Par ailleurs, l’impact de l’appréciation du dollar se fera aussi sentir sur les exportations mauriciennes. Toujours selon les chiffres de Statistics Mauritius, la valeur totale de nos exportations s’élevait à Rs 69,8 milliards en 2021, contre Rs 60,4 milliards en 2020. Au total, 59,8 % de nos exportations étaient libellées en dollars en 2021, soit un montant de Rs 41,8 milliards. Pour Amit Bakhirta, cette tendance devrait être bénéfique pour les exportations. De quoi stabiliser potentiellement notre balance des paiements. «L’impact sous-jacent a été ressenti des deux côtés de notre balance des paiements, soit au niveau de nos importations et de nos exportations. Avec son élargissement en 2021 par rapport à 2020, nous prévoyons une balance des paiements globalement positive pour 2022», explique-t-il. Cela dit, il demeure sceptique sur un point. Certains exportateurs doivent tout de même importer leurs matières premières de l’étranger afin de produire un article et de pouvoir l’exporter.

Ainsi, explique-t-il, l’appréciation du dollar est en effet théoriquement positif. Mais, dans les faits, c’est rarement le cas. Et Amit Bakhirta de conclure : «Les consommateurs peuvent absorber ces coûts de vente plus élevés qu’à un certain seuil. En particulier lorsque l’économie locale est à la traîne en termes d’outils de politique monétaire efficaces. Pour ajouter au problème de la dépréciation de notre monnaie, les perturbations de la chaîne d’approvisionnement mondiale, et donc les frais de transport plus élevés, ont également contribué à ces prix élevés dans notre économie. Par conséquent, les exportateurs ne gagnent pas nécessairement de manière arbitraire dans l’environnement actuel».

Inflation : la situation risque de se corser

Dans son dernier Article IV, le FMI tablait sur une inflation de 11,9 % pour 2022. Une estimation supérieure aux 8,6 % de la Banque de Maurice. Avec les nouvelles données, tout porte à croire que l’on est plus proche du premier scénario que du second. Pour Kevin Teeroovengadum, le contexte lié au dollar va accentuer l’inflation à Maurice. «L’appréciation du dollar aura un impact direct sur l’inflation.

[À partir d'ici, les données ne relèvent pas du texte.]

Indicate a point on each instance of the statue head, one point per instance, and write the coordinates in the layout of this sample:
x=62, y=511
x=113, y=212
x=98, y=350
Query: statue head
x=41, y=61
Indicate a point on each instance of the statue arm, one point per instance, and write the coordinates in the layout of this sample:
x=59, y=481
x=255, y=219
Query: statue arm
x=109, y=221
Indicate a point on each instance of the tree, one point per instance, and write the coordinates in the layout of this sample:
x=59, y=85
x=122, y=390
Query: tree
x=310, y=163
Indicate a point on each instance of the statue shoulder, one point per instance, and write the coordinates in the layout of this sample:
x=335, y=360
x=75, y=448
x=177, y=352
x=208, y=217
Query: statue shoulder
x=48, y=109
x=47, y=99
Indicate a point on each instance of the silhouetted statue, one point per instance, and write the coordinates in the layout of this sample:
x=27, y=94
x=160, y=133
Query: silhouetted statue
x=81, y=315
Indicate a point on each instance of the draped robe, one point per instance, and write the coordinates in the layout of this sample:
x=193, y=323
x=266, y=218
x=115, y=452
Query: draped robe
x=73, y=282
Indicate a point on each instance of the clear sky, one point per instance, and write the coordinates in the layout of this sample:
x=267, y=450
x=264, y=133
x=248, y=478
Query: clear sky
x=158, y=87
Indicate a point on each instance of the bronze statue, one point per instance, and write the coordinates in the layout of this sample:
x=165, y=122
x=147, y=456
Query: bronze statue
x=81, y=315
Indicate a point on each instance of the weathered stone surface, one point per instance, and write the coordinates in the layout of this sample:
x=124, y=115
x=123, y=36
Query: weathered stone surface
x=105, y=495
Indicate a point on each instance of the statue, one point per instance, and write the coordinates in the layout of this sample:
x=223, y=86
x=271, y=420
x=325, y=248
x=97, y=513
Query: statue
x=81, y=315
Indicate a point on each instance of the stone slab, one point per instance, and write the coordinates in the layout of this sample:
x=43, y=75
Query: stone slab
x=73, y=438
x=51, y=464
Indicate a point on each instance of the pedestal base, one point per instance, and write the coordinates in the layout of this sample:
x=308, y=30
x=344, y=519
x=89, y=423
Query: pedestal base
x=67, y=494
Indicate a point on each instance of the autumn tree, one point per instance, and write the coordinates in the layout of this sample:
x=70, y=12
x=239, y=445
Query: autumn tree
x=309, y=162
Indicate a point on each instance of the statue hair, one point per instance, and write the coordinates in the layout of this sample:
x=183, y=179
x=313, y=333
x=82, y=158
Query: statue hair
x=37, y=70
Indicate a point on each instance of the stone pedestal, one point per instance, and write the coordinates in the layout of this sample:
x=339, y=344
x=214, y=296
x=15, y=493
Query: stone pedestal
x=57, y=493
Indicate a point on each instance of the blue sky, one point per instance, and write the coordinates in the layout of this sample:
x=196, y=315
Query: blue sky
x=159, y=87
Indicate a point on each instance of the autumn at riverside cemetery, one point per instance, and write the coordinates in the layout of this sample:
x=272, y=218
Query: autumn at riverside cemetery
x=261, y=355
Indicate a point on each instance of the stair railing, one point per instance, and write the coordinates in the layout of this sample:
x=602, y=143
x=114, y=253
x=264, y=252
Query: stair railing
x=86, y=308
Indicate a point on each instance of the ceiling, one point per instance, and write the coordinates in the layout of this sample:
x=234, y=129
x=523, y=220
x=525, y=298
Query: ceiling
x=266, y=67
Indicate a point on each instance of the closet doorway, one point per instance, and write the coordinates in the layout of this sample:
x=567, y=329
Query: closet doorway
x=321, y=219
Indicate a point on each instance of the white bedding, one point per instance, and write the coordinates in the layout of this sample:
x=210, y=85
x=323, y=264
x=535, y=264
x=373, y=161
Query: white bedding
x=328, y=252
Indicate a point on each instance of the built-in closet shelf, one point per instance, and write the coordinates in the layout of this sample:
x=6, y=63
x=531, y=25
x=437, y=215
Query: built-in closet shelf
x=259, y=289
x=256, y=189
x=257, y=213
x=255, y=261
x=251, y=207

Au cours des trois derniers mois, nous avons constaté que Maurice est entré dans un cycle d’inflation galopante, et qu’elle continuera à être un cauchemar pour les consommateurs mauriciens pour de multiples raisons. Dans un premier temps, les problèmes de logistique au niveau mondial perdurent et le prix du fret demeure sept fois plus élevés qu’en 2019. De plus, les problèmes d’approvisionnement avec la Chine continuent, notamment avec sa politique de «zéro Covid». L’Allemagne aussi, en tant que hub manufacturier mondial, est impactée par les prix élevés de l’énergie. Tandis que d’autres pays augmentent les prix de leurs biens à l’exportation et profitent de la situation. Un certain nombre de pays voient leur indice des prix à la production toujours en hausse. Ce qui signifie que les biens qui sortiront sur le marché les trois prochains mois seront encore beaucoup plus élevés», conclut l’économiste.

Amit Bakhirta, pour sa part, appelle à une action de la Banque centrale. «À moins que la Banque de Maurice n’augmente ses taux directeurs de manière substantielle et à une vélocité plus élevée, des facteurs exogènes continueront probablement à faire pression sur les prix à la hausse. Par extension, l’environnement inflationniste ne s’atténuera pas complètement», souligne-t-il. Avant d’ajouter que si la situation perdure, le risque d’un cycle de stagflation ne sera pas une spéculation, mais une réalité.